Updated: Nov 11, 2020
For centuries extraordinary black men and women have been wiped clean from history or only mentioned in the footnotes. This is how Surinamese resistance fighter and anti-colonialist author, Cornelis Gerhard Anton de Kom managed to fly under my radar.
Anton de Kom's anti-colonist sentiment spread like wildfire across Suriname and made him a target for the colonial authorities. Part of his activism included re-emigrating Javanese and Indians to their country.

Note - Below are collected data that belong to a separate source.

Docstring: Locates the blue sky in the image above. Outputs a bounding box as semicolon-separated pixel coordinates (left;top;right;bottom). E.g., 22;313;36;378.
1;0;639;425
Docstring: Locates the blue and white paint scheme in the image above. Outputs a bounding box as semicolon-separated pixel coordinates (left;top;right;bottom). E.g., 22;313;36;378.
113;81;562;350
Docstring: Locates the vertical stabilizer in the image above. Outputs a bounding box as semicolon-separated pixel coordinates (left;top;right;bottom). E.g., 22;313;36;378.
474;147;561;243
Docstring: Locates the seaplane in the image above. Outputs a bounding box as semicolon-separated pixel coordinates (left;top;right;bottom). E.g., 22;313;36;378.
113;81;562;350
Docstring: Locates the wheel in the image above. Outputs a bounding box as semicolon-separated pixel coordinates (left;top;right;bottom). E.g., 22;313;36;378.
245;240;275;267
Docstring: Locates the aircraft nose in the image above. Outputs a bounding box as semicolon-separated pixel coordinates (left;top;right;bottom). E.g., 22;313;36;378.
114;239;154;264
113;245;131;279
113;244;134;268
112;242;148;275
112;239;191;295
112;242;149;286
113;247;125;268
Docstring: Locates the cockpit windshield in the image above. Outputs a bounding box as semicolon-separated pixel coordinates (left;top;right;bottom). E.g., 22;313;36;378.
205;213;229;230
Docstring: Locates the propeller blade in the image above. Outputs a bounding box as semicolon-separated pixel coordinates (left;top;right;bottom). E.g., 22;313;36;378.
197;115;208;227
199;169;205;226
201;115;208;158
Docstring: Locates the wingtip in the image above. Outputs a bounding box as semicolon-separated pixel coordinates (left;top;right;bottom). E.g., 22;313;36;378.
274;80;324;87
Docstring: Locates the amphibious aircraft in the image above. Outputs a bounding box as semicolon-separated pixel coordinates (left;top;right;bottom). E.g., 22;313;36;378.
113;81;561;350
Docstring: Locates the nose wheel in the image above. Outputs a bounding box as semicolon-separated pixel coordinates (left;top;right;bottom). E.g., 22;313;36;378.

On February 1, 1933, Anton de Kom was detained while en route to the governor's office with a large group of followers. His arrest enraged his followers and led to a large gathering on the Oranjeplein (currently called the Onafhankelijkheidsplein). The crowd was instructed to disperse, when they refused to comply, the police callously fired into the crowd. Leaving 22 people injured and 2 dead.
The efforts of De Kom's followers failed. On May 10, 1933, De Kom was exiled without trial to The Netherlands. While in The Netherlands, De Kom wrote "Wij slaven van Suriname "(We Slaves of Suriname) a book about history or Suriname and slavery. In 1934, the book was published in a censored format.
His writings were banned after the German invasion in 1940. De Kom responded to the invasion by joining the Dutch resistance. 4 years later, De Kom was arrested and imprisoned at the Oranjehotel in Scheveningen, and transferred to Camp Vught, a Dutch concentration camp.
He was later sent to Oranienburg-Sachsenhausen, where he was forced to work for the Heinkel aircraft factory. On 24 April 1945 De Kom died of tuberculosis in Camp Sandbostel in Germany and was buried in a mass grave. 15 years later, his remains were exhumed and brought to the Netherlands. There he was buried at the National Cemetery of Honours in Loenen.